WOW: Most of us want to finish now, but you’re telling us that shortening the process doesn’t always work. You write both short fiction and short nonfiction. How does writing flash fiction compare to writing essays and op-ed pieces?
Katherine: Flash fiction is a snapshot of a character, a moment in his or her life illuminated as if by lightning or a flashlight. I love the genre for that reason. You get in, you get out, and you almost experience a kind of whiplash because the emotional impact happens so quickly. I like being forced to compress a story. It's a delicious challenge.
Op-eds have a similar intensity to me, though of course their goal is not to reveal character but to persuade--though I'm not sure I have ever changed any minds with my opinion pieces! But the revision process is the same as for flash fiction; most of my op-eds have to weigh in under 750 words.

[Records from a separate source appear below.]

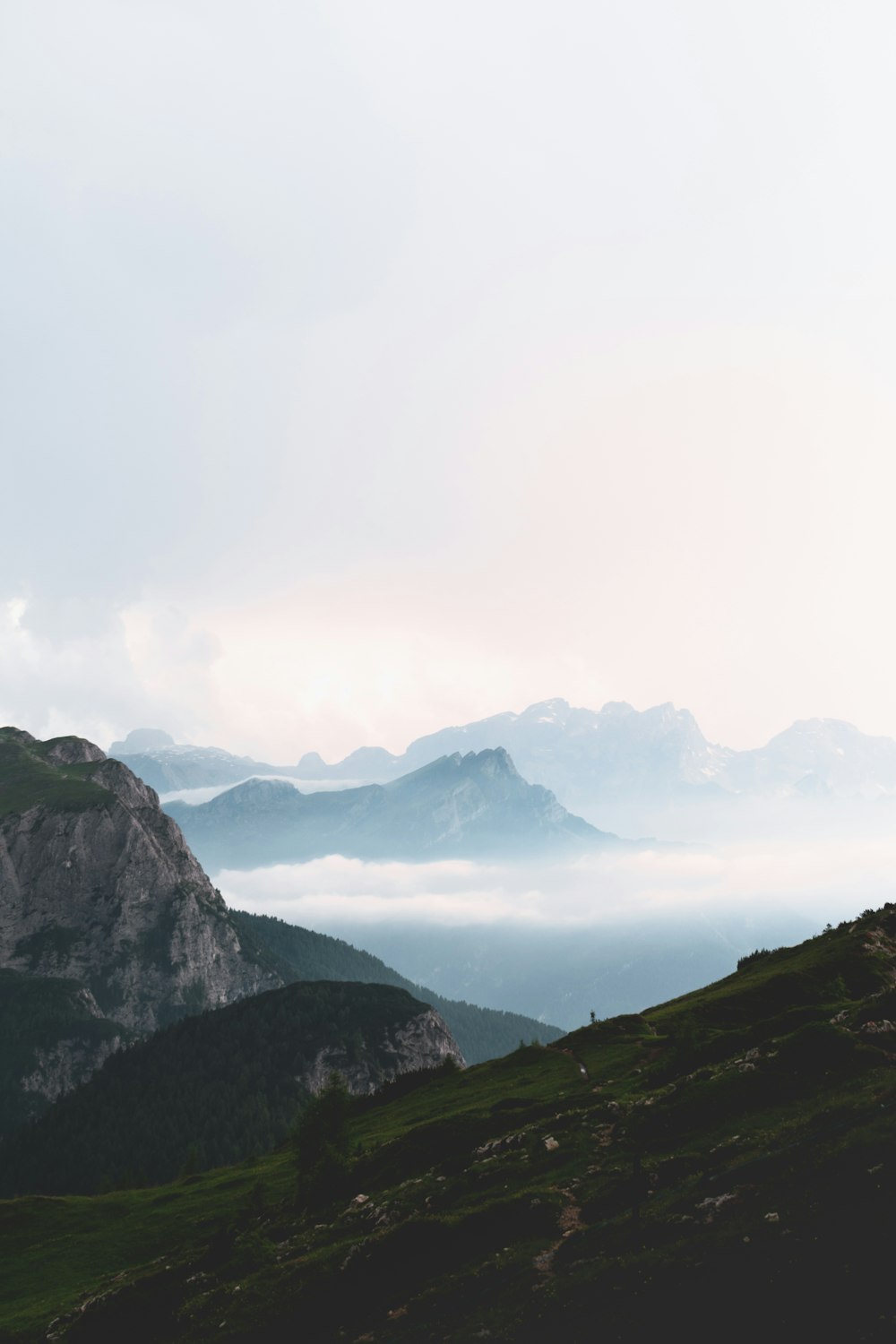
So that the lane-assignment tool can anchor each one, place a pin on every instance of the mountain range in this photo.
(109, 929)
(584, 757)
(473, 806)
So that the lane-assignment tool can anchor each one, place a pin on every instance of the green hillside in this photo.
(29, 779)
(721, 1166)
(209, 1090)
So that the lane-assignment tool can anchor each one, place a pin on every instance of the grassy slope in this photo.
(27, 780)
(532, 1241)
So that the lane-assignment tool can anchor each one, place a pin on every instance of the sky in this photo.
(367, 368)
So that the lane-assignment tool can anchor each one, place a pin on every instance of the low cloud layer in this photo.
(820, 882)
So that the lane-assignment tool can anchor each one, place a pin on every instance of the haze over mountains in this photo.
(473, 806)
(584, 757)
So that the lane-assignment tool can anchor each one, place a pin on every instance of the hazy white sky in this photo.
(373, 367)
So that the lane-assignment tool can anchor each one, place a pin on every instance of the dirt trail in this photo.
(568, 1222)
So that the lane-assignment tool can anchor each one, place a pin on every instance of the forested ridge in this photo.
(301, 954)
(206, 1091)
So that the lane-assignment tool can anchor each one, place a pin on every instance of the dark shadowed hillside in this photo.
(724, 1163)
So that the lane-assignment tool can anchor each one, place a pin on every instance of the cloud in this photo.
(823, 882)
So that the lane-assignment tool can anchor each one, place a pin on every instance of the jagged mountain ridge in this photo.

With essays, I can take my time. I explore a theme, sometimes personal, sometimes political, following it wherever it leads. My most recent essay, "My Life in Scars" in 34th Parallel Magazine, came about during a pedicure, when the aesthetician asked how I had acquired a pretty nasty scar on my left foot. That made me think about other scars that led to other stories. And suddenly I came up with the idea of a mini-memoir told through the scars all over my body. The first draft was over 10,000 words, but my writing group convinced me to cut it to 6,000, and it found a home pretty quickly after that.
WOW: As we head into a new year of writing, what do you hope that our readers take away from this interview?
Katherine: Hmmmm. I am feeling pretty sad and scared about 2017 and the next four years. Writing, journalism, reporting and criticism are under attack as never before. It's an especially tough time to be a woman writer, I think.
That said, I guess I hope that my take on writing might offer a fellow scribe something of use. Every writer adheres to a different process. My way of cogitating and stewing on a story for days, weeks and months before coughing up a manuscript in a matter of hours will not work for everyone. So find your method. Own it. Don't let anyone tell you it's weird or wrong. It ain't. It's your way, damnit! Write, read, write some more, read some more, and find some readers who get your work. Then just keep at it.
WOW: Find the method that works for you and own it. That’s the type of advice that can make a big impact if we put it into effect. Thank you for taking the time from noodling over your next story to share your process and thoughts with us, Katherine!